Xymon Mailing List Archive search

Xymon + graphite

5 messages in this thread

list Galen Johnson · Mon, 7 Dec 2015 18:48:36 +0000 ·
Hey,


Has anyone tried to integrate alerting based on Graphite?  Or used Graphite as a trending replacement to rrd?  I love Xymon for my monitoring but the limitations and aggregations of rrds are starting to become an issue.


thanks


=G=


NB: I was sent this link today, http://blog.takipi.com/graphite-vs-grafana-build-the-best-monitoring-architecture-for-your-application/, and on the Graphite page there is this link under monitoring that I thought I might consider modifying for Xymon: https://github.com/blacked/graphite-to-zabbix.


=G=
list Jeremy Laidman · Thu, 10 Dec 2015 10:49:08 +0000 ·
quoted from Galen Johnson
On Tue, Dec 8, 2015 at 5:49 AM Galen Johnson <user-87f955643e3d@xymon.invalid> wrote:
Has anyone tried to integrate alerting based on Graphite?  Or used
Graphite as a trending replacement to rrd?  I love Xymon for my monitoring
but the limitations and aggregations of rrds are starting to become an
issue.
Nope, but I'm intrigued by Graphite.  Most of my servers have enormously
long trends pages because of all the extra graphs I've added.  These are
indispensable for tracking down weird faults.  But the number of graphs and
RRD files has become unwieldy.  One major shortcoming is that I can't put
metrics from different hosts onto the same graph.  I've used RRGrapher <
http://pages.cs.wisc.edu/~plonka/RRGrapher/>; to let me create ad-hoc graphs
like this, but it's obviously from last millennium, and could do with a
facelift.

I'd also like to integrate Smokeping into my monitoring service.  Having
multiple interfaces into the suite of RRD files makes for a
less-than-intuitive user experience.

For trending, Xymon can threshold (alert) on RRD files with the "DS"
operator in analysis.cfg.  Perhaps this can be extended to alert on
Holt-Winters aberrant behaviour thresholds.  Doing the same sort of thing
with a rewrite of the g2zproxy probably wouldn't be too difficult, at least
not on the Xymon side.

J
list Japheth Cleaver · Thu, 10 Dec 2015 08:02:15 -0800 ·
quoted from Jeremy Laidman

On Thu, December 10, 2015 2:49 am, Jeremy Laidman wrote:
On Tue, Dec 8, 2015 at 5:49 AM Galen Johnson <user-87f955643e3d@xymon.invalid>
wrote:
Has anyone tried to integrate alerting based on Graphite?  Or used
Graphite as a trending replacement to rrd?  I love Xymon for my
monitoring
but the limitations and aggregations of rrds are starting to become an
issue.
Nope, but I'm intrigued by Graphite.  Most of my servers have enormously
long trends pages because of all the extra graphs I've added.  These are
indispensable for tracking down weird faults.  But the number of graphs
and
RRD files has become unwieldy.  One major shortcoming is that I can't put
metrics from different hosts onto the same graph.  I've used RRGrapher <
http://pages.cs.wisc.edu/~plonka/RRGrapher/>; to let me create ad-hoc
graphs
like this, but it's obviously from last millennium, and could do with a
facelift.
I'd been looking at http://www.flotcharts.org/ and a few other RRD
graphing packages that could be used providing a more browseable
interface.
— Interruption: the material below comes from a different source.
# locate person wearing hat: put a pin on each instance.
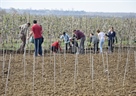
(66, 39)
(23, 33)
There's absolutely a need (aside from the CSS work and a
potential "dashboard" view generally) for improved multi-host and
multi-graph views besides the linear trends output, I agree.
quoted from Jeremy Laidman
For trending, Xymon can threshold (alert) on RRD files with the "DS"
operator in analysis.cfg.  Perhaps this can be extended to alert on
Holt-Winters aberrant behaviour thresholds.  Doing the same sort of thing
with a rewrite of the g2zproxy probably wouldn't be too difficult, at
least
not on the Xymon side.
(Actually, the RRD files generated on new RPM installs have had HWPREDICT,
SEASONAL, and a few other RRA's configured for a while now, if anyone
feels like experimenting...)


One problem with the current RRD paradigm is that alerting is happening
only with data available at insertion time, not using data that's stored
into RRD file (or whatever metric store you have) already, so xymond_rrd
can't efficiently alert on things beyond that.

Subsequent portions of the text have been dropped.